Research Paper Volume 13, Issue 12 pp 16804—16815
Therapeutic targets and molecular mechanism of calycosin for the treatment of cerebral ischemia/reperfusion injury
- 1 Department of Neurosurgery, Guigang City People’s Hospital, The Eighth Affiliated Hospital of Guangxi Medical University, Guigang, Guangxi, PR China
- 2 Department of Pharmacy, The Second People’s Hospital of Nanning City, The Third Affiliated Hospital of Guangxi Medical University, Nanning, PR China
- 3 College of Pharmacy, Guangxi Medical University, Nanning, PR China
- 4 Department of Neurosurgery Area 1, Guigang City People’s Hospital, The Eighth Affiliated Hospital of Guangxi Medical University, Guigang, Guangxi, PR China
- 5 Department of Pharmacy, Guigang City People’s Hospital, The Eighth Affiliated Hospital of Guangxi Medical University, Guigang, Guangxi, PR China
Received: November 17, 2020 Accepted: March 14, 2021 Published: June 27, 2021https://doi.org/10.18632/aging.203219
How to Cite
Copyright: © 2021 Yu et al. This is an open access article distributed under the terms of the Creative Commons Attribution License (CC BY 3.0), which permits unrestricted use, distribution, and reproduction in any medium, provided the original author and source are credited.

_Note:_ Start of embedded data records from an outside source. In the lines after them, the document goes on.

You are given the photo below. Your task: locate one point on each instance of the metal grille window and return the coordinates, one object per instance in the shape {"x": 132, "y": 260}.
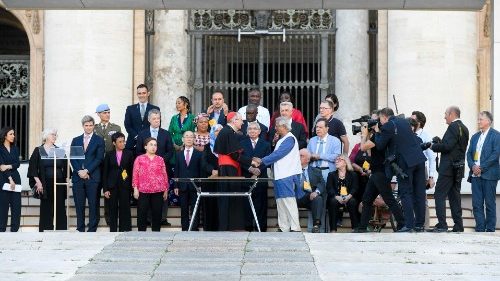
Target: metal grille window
{"x": 303, "y": 65}
{"x": 14, "y": 100}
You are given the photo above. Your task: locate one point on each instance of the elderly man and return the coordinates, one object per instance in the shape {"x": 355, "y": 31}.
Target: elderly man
{"x": 136, "y": 116}
{"x": 87, "y": 174}
{"x": 312, "y": 190}
{"x": 286, "y": 169}
{"x": 324, "y": 149}
{"x": 482, "y": 158}
{"x": 218, "y": 110}
{"x": 286, "y": 109}
{"x": 231, "y": 158}
{"x": 165, "y": 148}
{"x": 105, "y": 129}
{"x": 254, "y": 97}
{"x": 451, "y": 170}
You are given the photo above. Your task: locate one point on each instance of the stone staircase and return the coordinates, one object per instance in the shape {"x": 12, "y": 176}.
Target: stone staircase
{"x": 30, "y": 216}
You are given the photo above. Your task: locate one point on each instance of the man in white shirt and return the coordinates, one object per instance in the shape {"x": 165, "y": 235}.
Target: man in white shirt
{"x": 263, "y": 116}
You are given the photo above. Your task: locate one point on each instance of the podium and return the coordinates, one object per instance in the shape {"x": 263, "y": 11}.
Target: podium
{"x": 252, "y": 182}
{"x": 62, "y": 153}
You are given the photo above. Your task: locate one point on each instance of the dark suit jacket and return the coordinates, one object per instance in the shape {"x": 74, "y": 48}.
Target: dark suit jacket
{"x": 452, "y": 147}
{"x": 165, "y": 144}
{"x": 490, "y": 168}
{"x": 133, "y": 122}
{"x": 316, "y": 180}
{"x": 263, "y": 130}
{"x": 403, "y": 144}
{"x": 222, "y": 118}
{"x": 112, "y": 175}
{"x": 297, "y": 130}
{"x": 93, "y": 158}
{"x": 351, "y": 180}
{"x": 262, "y": 149}
{"x": 184, "y": 171}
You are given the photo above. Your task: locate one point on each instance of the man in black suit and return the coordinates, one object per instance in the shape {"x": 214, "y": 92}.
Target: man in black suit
{"x": 187, "y": 165}
{"x": 397, "y": 139}
{"x": 310, "y": 194}
{"x": 252, "y": 111}
{"x": 255, "y": 146}
{"x": 136, "y": 116}
{"x": 87, "y": 174}
{"x": 286, "y": 109}
{"x": 218, "y": 110}
{"x": 165, "y": 147}
{"x": 451, "y": 170}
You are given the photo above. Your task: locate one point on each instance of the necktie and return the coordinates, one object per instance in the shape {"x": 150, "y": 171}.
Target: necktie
{"x": 188, "y": 158}
{"x": 143, "y": 110}
{"x": 320, "y": 150}
{"x": 86, "y": 140}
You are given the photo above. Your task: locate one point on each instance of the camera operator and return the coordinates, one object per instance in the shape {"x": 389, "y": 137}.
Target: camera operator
{"x": 451, "y": 170}
{"x": 378, "y": 183}
{"x": 407, "y": 161}
{"x": 430, "y": 168}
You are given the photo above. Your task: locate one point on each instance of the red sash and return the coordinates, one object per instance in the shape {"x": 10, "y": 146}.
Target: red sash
{"x": 226, "y": 160}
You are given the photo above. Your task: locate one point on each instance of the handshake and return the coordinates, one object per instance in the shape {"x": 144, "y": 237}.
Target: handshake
{"x": 254, "y": 168}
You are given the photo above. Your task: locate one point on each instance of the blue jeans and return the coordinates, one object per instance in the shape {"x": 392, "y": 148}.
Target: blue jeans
{"x": 484, "y": 193}
{"x": 85, "y": 189}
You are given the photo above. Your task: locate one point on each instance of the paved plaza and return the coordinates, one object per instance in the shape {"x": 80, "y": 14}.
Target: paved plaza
{"x": 248, "y": 256}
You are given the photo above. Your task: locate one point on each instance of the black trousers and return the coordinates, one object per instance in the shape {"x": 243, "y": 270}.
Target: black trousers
{"x": 334, "y": 208}
{"x": 13, "y": 200}
{"x": 145, "y": 203}
{"x": 47, "y": 207}
{"x": 379, "y": 184}
{"x": 446, "y": 186}
{"x": 259, "y": 198}
{"x": 412, "y": 193}
{"x": 119, "y": 209}
{"x": 187, "y": 200}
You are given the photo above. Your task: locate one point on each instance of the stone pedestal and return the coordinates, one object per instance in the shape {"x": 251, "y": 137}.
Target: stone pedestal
{"x": 88, "y": 61}
{"x": 351, "y": 66}
{"x": 170, "y": 70}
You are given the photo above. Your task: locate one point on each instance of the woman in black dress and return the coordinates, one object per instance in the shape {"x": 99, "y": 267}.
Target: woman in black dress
{"x": 41, "y": 175}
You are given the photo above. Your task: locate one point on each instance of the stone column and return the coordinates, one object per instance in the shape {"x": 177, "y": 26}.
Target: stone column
{"x": 352, "y": 84}
{"x": 170, "y": 69}
{"x": 88, "y": 61}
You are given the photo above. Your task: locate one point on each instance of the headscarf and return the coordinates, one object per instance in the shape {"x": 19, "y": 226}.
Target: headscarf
{"x": 213, "y": 137}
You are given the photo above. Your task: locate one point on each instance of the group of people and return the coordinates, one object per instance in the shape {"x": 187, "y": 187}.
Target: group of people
{"x": 314, "y": 173}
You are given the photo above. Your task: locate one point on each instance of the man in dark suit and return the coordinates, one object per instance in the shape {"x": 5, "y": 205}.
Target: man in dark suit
{"x": 252, "y": 111}
{"x": 136, "y": 116}
{"x": 187, "y": 165}
{"x": 310, "y": 194}
{"x": 482, "y": 158}
{"x": 256, "y": 146}
{"x": 87, "y": 174}
{"x": 451, "y": 170}
{"x": 286, "y": 109}
{"x": 218, "y": 110}
{"x": 165, "y": 147}
{"x": 397, "y": 139}
{"x": 117, "y": 182}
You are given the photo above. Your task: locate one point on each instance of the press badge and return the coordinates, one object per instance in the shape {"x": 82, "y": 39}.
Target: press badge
{"x": 307, "y": 186}
{"x": 124, "y": 174}
{"x": 343, "y": 191}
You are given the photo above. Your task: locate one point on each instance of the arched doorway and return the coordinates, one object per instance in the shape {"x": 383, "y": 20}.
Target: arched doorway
{"x": 15, "y": 79}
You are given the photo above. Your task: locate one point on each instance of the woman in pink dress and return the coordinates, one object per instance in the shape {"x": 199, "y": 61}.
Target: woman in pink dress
{"x": 150, "y": 183}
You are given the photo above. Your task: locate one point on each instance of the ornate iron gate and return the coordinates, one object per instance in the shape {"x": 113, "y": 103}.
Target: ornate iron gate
{"x": 302, "y": 65}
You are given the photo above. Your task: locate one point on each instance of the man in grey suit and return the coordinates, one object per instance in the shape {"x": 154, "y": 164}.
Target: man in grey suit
{"x": 311, "y": 191}
{"x": 482, "y": 159}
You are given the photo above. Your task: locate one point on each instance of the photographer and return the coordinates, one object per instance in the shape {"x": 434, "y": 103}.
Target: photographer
{"x": 405, "y": 159}
{"x": 378, "y": 183}
{"x": 451, "y": 170}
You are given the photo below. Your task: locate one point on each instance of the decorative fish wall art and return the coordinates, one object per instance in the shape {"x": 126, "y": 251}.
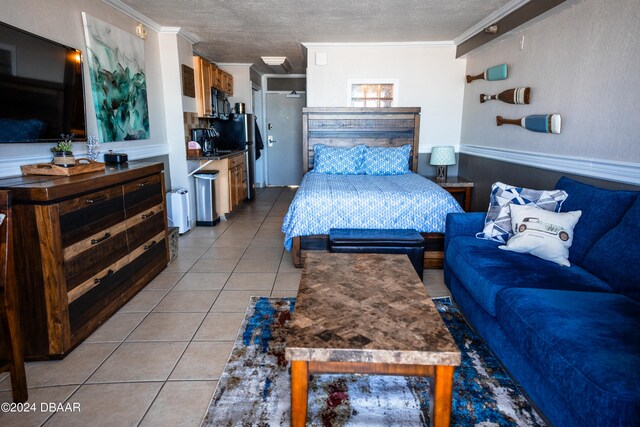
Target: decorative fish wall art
{"x": 497, "y": 72}
{"x": 519, "y": 95}
{"x": 545, "y": 123}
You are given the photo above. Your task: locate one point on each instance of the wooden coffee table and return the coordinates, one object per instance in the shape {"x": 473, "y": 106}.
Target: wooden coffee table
{"x": 369, "y": 314}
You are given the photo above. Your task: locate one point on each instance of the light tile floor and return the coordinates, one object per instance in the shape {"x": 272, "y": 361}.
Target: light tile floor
{"x": 156, "y": 362}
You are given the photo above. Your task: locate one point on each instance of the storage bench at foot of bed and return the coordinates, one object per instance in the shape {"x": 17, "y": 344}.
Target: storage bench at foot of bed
{"x": 433, "y": 256}
{"x": 380, "y": 241}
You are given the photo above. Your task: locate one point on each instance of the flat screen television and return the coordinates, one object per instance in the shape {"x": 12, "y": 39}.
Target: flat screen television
{"x": 41, "y": 89}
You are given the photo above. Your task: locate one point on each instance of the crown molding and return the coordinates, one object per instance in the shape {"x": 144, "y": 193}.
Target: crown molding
{"x": 490, "y": 20}
{"x": 320, "y": 45}
{"x": 609, "y": 170}
{"x": 150, "y": 23}
{"x": 134, "y": 14}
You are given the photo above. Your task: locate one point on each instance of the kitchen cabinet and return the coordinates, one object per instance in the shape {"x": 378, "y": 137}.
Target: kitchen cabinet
{"x": 231, "y": 183}
{"x": 237, "y": 181}
{"x": 223, "y": 81}
{"x": 208, "y": 76}
{"x": 87, "y": 244}
{"x": 205, "y": 75}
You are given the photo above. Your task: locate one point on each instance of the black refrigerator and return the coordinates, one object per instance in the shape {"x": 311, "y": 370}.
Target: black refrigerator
{"x": 238, "y": 133}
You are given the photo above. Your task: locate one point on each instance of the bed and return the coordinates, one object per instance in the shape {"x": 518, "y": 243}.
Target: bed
{"x": 325, "y": 200}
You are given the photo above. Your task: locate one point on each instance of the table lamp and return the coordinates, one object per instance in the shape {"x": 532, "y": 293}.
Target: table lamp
{"x": 442, "y": 157}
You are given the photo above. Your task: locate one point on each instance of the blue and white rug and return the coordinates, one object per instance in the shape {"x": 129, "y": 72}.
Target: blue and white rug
{"x": 254, "y": 389}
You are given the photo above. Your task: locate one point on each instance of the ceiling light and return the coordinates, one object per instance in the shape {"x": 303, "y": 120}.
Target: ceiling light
{"x": 278, "y": 64}
{"x": 492, "y": 29}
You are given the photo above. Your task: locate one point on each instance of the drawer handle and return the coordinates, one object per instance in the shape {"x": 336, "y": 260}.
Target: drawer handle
{"x": 96, "y": 199}
{"x": 152, "y": 213}
{"x": 101, "y": 239}
{"x": 99, "y": 280}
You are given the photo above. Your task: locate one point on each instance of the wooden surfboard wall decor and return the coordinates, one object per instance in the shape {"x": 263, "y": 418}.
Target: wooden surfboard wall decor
{"x": 519, "y": 95}
{"x": 497, "y": 72}
{"x": 545, "y": 123}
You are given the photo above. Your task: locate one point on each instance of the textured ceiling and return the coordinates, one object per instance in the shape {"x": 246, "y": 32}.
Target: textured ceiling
{"x": 242, "y": 31}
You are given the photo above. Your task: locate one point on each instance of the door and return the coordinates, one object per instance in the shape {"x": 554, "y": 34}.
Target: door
{"x": 284, "y": 138}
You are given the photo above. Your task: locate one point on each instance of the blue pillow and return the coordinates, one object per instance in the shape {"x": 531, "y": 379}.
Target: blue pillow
{"x": 21, "y": 130}
{"x": 337, "y": 160}
{"x": 386, "y": 161}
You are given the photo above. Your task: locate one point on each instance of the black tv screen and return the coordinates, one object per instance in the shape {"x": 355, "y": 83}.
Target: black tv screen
{"x": 41, "y": 89}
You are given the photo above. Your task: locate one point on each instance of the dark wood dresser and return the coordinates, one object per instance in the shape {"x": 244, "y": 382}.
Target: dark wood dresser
{"x": 84, "y": 245}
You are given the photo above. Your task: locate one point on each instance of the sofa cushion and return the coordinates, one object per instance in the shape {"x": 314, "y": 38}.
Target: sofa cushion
{"x": 485, "y": 270}
{"x": 588, "y": 342}
{"x": 601, "y": 211}
{"x": 497, "y": 224}
{"x": 615, "y": 258}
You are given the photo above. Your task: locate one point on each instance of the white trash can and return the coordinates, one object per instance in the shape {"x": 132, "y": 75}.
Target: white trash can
{"x": 206, "y": 213}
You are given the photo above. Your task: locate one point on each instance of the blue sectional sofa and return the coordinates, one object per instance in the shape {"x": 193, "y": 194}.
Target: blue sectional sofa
{"x": 569, "y": 335}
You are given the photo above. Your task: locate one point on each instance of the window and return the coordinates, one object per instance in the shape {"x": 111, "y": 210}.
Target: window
{"x": 372, "y": 93}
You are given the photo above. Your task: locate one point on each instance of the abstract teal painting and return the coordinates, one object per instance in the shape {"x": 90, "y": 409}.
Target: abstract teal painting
{"x": 118, "y": 81}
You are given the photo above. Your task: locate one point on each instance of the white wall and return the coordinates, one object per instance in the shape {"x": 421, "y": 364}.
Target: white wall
{"x": 171, "y": 58}
{"x": 241, "y": 84}
{"x": 428, "y": 76}
{"x": 582, "y": 62}
{"x": 61, "y": 21}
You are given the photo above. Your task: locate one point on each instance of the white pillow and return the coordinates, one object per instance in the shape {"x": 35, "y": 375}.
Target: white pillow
{"x": 545, "y": 234}
{"x": 497, "y": 223}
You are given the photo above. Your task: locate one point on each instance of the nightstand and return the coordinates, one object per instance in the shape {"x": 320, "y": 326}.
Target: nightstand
{"x": 460, "y": 188}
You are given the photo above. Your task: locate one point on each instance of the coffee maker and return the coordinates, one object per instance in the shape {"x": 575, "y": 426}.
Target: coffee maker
{"x": 206, "y": 138}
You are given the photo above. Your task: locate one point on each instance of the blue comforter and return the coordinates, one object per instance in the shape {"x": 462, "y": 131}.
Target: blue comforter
{"x": 363, "y": 201}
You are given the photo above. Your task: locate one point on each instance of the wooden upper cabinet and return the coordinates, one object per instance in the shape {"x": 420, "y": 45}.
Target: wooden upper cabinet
{"x": 223, "y": 82}
{"x": 229, "y": 85}
{"x": 208, "y": 76}
{"x": 204, "y": 78}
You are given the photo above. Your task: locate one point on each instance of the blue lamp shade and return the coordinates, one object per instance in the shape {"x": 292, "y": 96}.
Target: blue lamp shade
{"x": 442, "y": 157}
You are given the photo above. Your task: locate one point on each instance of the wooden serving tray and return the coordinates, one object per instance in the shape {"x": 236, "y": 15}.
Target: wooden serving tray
{"x": 81, "y": 166}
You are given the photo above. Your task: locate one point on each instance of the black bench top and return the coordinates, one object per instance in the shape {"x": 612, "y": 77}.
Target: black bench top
{"x": 375, "y": 237}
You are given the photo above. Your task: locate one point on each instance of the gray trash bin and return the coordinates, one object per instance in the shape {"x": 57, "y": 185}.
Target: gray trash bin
{"x": 206, "y": 213}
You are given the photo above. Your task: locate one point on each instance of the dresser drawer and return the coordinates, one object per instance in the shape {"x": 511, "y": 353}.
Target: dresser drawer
{"x": 142, "y": 194}
{"x": 88, "y": 257}
{"x": 82, "y": 216}
{"x": 235, "y": 161}
{"x": 140, "y": 232}
{"x": 100, "y": 278}
{"x": 113, "y": 291}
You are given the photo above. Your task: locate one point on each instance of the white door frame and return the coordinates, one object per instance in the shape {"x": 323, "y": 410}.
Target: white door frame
{"x": 265, "y": 113}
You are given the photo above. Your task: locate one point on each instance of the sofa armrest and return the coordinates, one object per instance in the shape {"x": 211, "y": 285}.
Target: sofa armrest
{"x": 463, "y": 224}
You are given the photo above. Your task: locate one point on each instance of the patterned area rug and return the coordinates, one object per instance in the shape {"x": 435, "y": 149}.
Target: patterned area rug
{"x": 254, "y": 387}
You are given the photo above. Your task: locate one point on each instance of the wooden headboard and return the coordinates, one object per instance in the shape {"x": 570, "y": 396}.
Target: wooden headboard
{"x": 347, "y": 127}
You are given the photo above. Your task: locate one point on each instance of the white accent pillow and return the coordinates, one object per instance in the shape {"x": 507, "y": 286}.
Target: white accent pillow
{"x": 545, "y": 234}
{"x": 497, "y": 223}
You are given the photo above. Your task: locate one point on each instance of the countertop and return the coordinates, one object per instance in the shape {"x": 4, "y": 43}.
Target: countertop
{"x": 218, "y": 156}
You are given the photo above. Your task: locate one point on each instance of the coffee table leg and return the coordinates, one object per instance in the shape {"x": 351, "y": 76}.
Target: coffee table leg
{"x": 441, "y": 396}
{"x": 299, "y": 380}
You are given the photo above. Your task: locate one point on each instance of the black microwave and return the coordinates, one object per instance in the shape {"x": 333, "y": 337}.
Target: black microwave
{"x": 221, "y": 108}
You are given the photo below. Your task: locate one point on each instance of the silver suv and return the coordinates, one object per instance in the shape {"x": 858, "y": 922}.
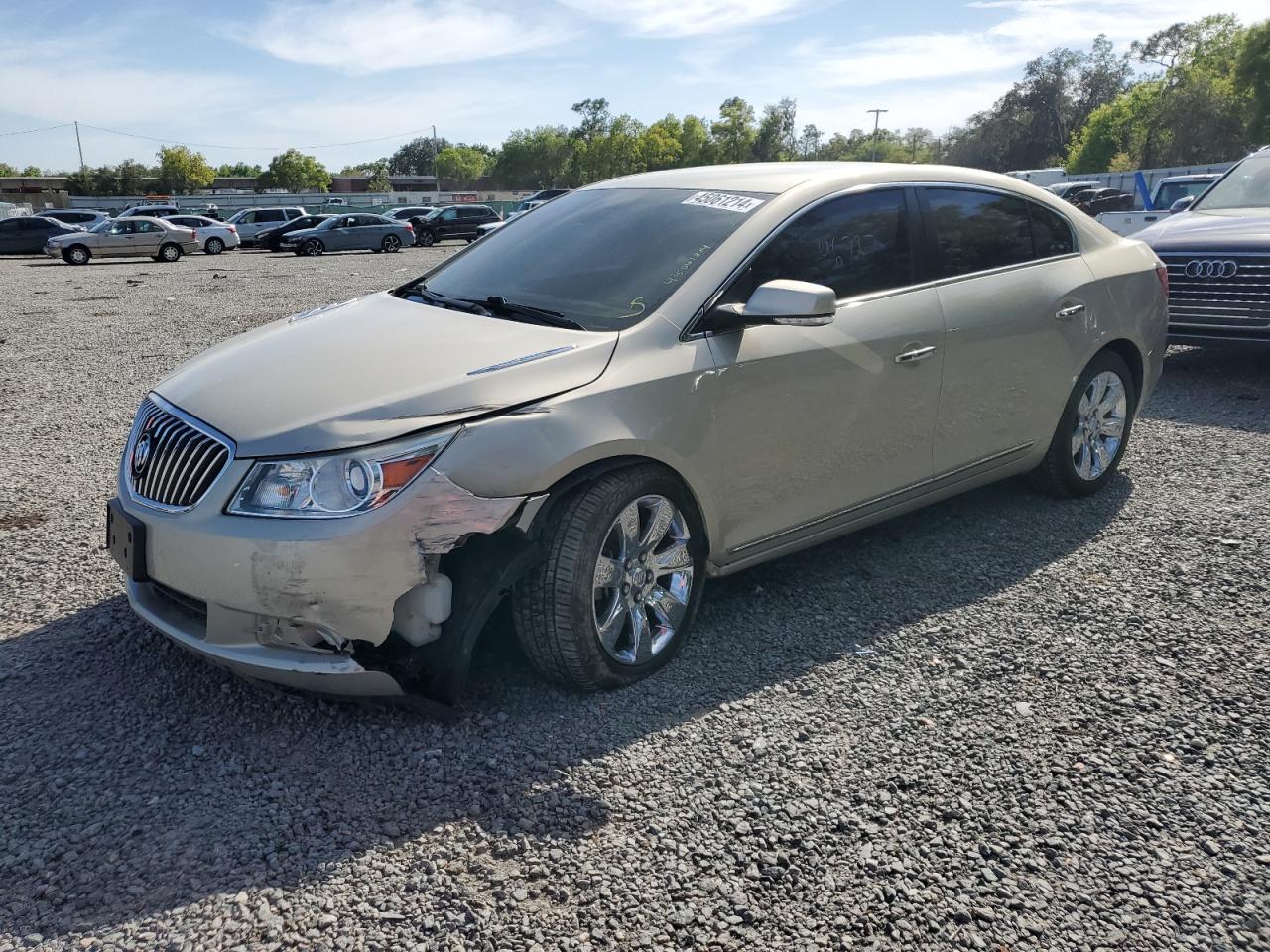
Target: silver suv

This study was designed to understand the pivotal anti-cerebral ischemia/reperfusion injury (CIRI) targets and pathways of calycosin through network pharmacology and molecular docking analyses. In this study, bioinformatics tools were employed to characterize and identify the pharmacological functions and mechanisms of calycosin for CIRI management. The network pharmacology data identified potential, merged CIRI-associated targets of calycosin including tumor protein p53 (TP53), protein kinase B (AKT1), vascular endothelial growth factor A (VEGFA), interleukin 6, tumor necrosis factor (TNF), and mitogen-activated protein kinase 1 (MAPK1). Molecular docking analysis indicated the binding efficacy of calycosin with three of the targets, namely TP53, AKT1, and VEGFA. The biological processes of calycosin for the treatment of CIRI are mainly involved in the improvement of endothelial cell proliferation and growth, inflammatory development, and cellular metabolism. In addition, the anti-CIRI actions of calycosin were primarily through suppression of the toll-like receptor, PI3K-AKT, TNF, MAPK, and VEGF signaling pathways. Taken together, the current bioinformatic findings revealed pivotal targets, biological functions, and pharmacological mechanisms of calycosin for the treatment of CIRI. In conclusion, calycosin, a functional phytoestrogen, can be potentially used for the treatment of CIRI in future clinical trials.